Islamabad: Speakers at a seminar on US-Pakistan relations argued that increasing vulnerability will force Pakistan deeper into debt. The speakers urged the US to help Pakistan rebuild its ailing economy, Pakistan-based Dawn reported.

The seminar, organised jointly by the Wilson Centre, Washington, and the International Academy of Letters (IAL), USA, tried to explore how to promote US- Pakistan relations after the withdrawal of American troops from Afghanistan.

Speakers stressed the need to transform the security-oriented relationship between the two countries into an economic and trade partnership beneficial for both, according to Dawn.

Professor Hassan Abbas who teaches international relations at the National Defence University, Washington, said: "The traditional military-to-military ties are just one pillar of the relationship."

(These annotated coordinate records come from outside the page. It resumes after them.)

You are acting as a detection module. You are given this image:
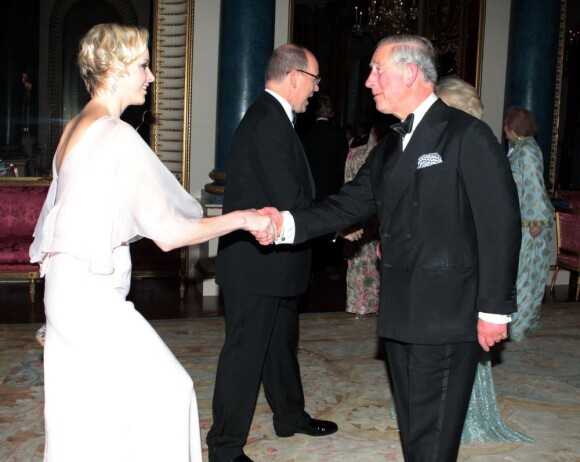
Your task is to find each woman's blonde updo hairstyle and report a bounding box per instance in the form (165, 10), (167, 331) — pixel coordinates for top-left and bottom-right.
(435, 77), (483, 119)
(77, 23), (149, 96)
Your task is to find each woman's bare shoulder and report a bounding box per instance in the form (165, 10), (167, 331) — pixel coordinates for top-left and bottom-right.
(56, 108), (109, 169)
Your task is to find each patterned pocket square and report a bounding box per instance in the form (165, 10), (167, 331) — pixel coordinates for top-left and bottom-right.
(417, 152), (443, 170)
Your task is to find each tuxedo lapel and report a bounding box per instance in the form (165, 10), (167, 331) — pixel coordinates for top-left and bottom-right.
(262, 91), (316, 198)
(384, 101), (447, 218)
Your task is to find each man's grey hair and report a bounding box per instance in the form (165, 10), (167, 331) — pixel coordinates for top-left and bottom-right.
(377, 34), (437, 84)
(265, 43), (308, 82)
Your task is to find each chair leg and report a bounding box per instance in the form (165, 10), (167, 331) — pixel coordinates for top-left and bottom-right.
(28, 279), (36, 303)
(550, 266), (558, 292)
(179, 276), (187, 300)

"We cannot build a relationship on one pillar only. A partnership needs to cover all key aspects, trade, education, health, culture," he said.

He pointed out that even the security partnership should go beyond military-to-military ties. "A country's security includes law enforcement, criminal justice, narcotics control, economic security, and social protections," he said.

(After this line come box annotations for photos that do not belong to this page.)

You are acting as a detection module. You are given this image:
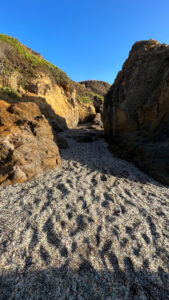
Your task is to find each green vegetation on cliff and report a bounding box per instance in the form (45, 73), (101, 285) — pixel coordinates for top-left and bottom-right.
(0, 34), (71, 86)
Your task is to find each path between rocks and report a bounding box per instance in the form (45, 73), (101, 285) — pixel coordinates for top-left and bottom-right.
(0, 126), (169, 300)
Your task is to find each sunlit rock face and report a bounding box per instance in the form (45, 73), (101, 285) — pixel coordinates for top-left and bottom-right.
(0, 100), (60, 184)
(104, 40), (169, 184)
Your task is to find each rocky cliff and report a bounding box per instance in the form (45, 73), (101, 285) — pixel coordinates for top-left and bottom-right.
(0, 100), (60, 184)
(104, 40), (169, 184)
(79, 80), (110, 114)
(0, 34), (102, 130)
(0, 34), (109, 184)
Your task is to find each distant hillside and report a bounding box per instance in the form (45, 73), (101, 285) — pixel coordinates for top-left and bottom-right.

One of the sessions focused on the role the Pakistani diaspora in the US can play in promoting US-Pakistan relations, Dawn reported.

Dawn recently reported that Pakistan has made progress in its intellectual property (IP) legislation, but more needs to be done, the United States said in its report.

In its new report, the United States Trade Representative acknowledged that Pakistan has made progress but much needs to be done regarding intellectual property enforcement.

USTR released its 2023 special report on intellectual property protection and enforcement on Wednesday. In the report, USTR kept Pakistan on the 'watch list' for 2023 while acknowledging that the country "maintained a positive dialogue with the US on intellectual property matters and promoting IP protection and enforcement".

The report stated that Pakistan was amending its IP laws and encouraged the government to seek stakeholders' input on draft laws.